Derakhshan, the Iranian blogger from Toronto, was in New York for Ahmadinejad's UN address. He caught up with the Iranian president in a hotel lobby.
"I didn't see a light, though," he said with a bitter laugh.
I was last in Iran in April 2004, a time I now recognize to have been the twilight of the Iranian political reform movement. Most democratic dissidents had already lost faith in the presidency of Khatami, who had ultimately failed to deliver his promised reforms. Some blamed the country's "Supreme Leader," Ayatollah Ali Khamenei -- who holds ultimate power -- and his minions in the security forces, clergy and judiciary for blocking Khatami's reforms. And it is true that the Khamenei-controlled Guardian Council vetoed 111 of the 297 bills that Khatami endorsed as president. Others blamed Khatami himself for lacking the courage to stand up to the clerics who had transformed their beloved country into a fascist state.
But outside the halls of political power, the defiance and desire for change among so many Iranians seemed irreversible. Almost everyone scorned the government -- some for political reasons, others for its puritanical restrictions on exposed skin, alcohol and rock music. Women pushed their transparent headscarves as far back on their heads as possible, and whiskey flowed freely behind closed doors. I spent a lot of time in the old Persian capital of Esfahan, a beautiful blue-tiled city south of Tehran, passing several evenings with a middle-aged Iranian named Nasser and his elderly uncle Farouk, a former academic who was jailed for a time following the Islamic revolution. We would eat kebabs and get pleasantly drunk on illegal moonshine mixed with "Mecca Cola," a soft drink Iran's leaders presumably hoped would save their countrymen from the corrupting influence of Coke.
In between animated discussion about politics and religion (Nasser and Farouk are both atheists) -- held while Farouk's illegal satellite television broadcast news shows produced by Iranian exiles abroad, music videos and pornography -- Farouk tried to teach me a Persian folk song that was once popular with nomads and shepherds who moved their flocks down from the hills when winter ended. I can still remember its chorus:
Spring is coming. / The flowers are here. / I am going to the desert.

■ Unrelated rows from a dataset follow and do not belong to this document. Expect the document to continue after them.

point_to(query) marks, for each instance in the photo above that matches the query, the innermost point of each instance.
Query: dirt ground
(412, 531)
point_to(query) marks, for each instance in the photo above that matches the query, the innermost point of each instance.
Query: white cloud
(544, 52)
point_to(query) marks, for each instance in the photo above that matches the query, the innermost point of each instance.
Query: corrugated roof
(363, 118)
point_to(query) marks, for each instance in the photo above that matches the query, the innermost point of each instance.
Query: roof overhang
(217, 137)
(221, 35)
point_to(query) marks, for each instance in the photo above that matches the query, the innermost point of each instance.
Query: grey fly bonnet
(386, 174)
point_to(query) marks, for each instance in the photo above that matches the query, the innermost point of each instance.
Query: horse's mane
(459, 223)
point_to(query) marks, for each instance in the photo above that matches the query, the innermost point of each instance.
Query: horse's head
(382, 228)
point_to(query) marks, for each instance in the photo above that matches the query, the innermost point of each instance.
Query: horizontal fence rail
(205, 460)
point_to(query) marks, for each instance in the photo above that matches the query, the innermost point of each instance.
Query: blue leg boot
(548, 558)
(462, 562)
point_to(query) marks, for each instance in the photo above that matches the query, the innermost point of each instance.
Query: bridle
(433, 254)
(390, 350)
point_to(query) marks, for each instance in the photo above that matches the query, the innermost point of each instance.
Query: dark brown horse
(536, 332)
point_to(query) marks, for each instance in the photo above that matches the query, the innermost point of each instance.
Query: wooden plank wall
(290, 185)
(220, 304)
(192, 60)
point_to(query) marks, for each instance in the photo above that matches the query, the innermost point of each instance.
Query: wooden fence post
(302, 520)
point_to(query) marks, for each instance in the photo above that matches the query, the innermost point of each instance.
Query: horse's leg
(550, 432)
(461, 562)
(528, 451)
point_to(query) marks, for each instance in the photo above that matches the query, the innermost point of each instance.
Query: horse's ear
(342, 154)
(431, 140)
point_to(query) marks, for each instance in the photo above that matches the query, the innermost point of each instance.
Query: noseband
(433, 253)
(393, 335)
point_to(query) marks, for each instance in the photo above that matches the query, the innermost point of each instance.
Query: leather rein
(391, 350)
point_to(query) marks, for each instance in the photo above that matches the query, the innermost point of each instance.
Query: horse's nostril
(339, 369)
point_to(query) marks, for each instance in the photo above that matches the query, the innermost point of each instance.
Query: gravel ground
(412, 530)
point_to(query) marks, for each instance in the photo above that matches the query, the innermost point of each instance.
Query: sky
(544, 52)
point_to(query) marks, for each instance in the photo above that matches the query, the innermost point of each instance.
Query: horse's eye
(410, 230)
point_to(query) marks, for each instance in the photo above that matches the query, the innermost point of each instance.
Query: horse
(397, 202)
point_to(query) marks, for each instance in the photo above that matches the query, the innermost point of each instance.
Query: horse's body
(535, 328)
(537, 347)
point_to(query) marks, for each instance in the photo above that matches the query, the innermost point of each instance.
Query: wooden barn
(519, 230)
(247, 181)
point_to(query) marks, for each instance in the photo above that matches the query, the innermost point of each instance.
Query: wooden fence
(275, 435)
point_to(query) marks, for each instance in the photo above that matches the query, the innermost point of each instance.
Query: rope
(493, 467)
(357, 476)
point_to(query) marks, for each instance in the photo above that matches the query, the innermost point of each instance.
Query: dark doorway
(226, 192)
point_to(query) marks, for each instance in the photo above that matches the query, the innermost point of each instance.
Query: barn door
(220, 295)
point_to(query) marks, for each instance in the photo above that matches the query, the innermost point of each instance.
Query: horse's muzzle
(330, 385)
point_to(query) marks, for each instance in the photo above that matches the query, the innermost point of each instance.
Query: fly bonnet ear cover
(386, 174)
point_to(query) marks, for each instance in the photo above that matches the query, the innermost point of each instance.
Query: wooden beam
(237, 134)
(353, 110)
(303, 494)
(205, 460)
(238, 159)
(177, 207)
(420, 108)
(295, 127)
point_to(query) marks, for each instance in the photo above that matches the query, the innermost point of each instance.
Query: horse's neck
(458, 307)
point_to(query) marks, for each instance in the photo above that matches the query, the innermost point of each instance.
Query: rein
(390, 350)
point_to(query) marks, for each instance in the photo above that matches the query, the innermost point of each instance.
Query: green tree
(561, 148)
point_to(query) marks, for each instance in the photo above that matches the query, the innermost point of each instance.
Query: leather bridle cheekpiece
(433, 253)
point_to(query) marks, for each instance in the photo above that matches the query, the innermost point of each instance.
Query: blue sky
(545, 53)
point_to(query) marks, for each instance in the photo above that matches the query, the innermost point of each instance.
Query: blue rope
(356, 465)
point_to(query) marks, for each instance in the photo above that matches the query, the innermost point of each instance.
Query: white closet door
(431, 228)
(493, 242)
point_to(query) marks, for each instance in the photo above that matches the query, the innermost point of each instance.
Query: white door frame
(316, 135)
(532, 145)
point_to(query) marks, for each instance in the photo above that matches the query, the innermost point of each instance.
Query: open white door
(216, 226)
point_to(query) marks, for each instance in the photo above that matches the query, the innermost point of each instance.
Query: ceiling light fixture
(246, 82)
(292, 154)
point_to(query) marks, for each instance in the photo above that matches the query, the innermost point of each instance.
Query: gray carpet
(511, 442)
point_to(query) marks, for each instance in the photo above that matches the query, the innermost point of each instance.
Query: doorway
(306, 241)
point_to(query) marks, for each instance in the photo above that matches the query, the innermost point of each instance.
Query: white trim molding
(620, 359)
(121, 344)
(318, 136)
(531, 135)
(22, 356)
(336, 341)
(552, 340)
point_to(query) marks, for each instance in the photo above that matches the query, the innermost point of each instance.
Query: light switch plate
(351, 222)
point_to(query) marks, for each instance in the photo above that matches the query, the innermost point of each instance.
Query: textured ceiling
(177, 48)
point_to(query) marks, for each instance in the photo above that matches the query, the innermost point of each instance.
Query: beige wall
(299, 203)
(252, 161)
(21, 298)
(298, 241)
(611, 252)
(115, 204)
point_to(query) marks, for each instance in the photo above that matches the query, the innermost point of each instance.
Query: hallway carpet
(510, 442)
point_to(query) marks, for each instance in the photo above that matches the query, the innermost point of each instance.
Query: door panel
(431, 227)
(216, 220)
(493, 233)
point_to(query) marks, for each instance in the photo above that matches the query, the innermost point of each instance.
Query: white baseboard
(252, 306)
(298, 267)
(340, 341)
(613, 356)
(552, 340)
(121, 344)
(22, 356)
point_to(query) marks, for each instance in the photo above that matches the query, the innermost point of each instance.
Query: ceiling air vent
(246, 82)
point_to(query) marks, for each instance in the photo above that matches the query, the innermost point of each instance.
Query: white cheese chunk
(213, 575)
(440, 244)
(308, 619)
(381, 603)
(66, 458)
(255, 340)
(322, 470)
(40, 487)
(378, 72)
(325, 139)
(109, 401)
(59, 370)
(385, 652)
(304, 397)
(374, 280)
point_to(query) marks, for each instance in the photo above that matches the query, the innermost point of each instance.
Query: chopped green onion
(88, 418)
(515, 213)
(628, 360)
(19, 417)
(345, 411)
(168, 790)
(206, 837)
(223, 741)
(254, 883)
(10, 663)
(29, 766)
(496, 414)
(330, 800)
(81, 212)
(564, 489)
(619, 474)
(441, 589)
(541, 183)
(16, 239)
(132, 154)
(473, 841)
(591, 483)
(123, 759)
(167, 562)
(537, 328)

At the time, an Iranian Spring did indeed seem to be just around the corner. Both Farouk and Nasser were full of hope for their country's future. Given the irrepressible optimism of so many Iranians, perhaps they still are. And perhaps they would be correct. Mahmoud Ahmadinejad's presidency could be the "last gasp" of extremist political Islam in Iran, as some have said. But his rise to power has brought a chill to the country, and it is impossible not to fear that darker days lie ahead.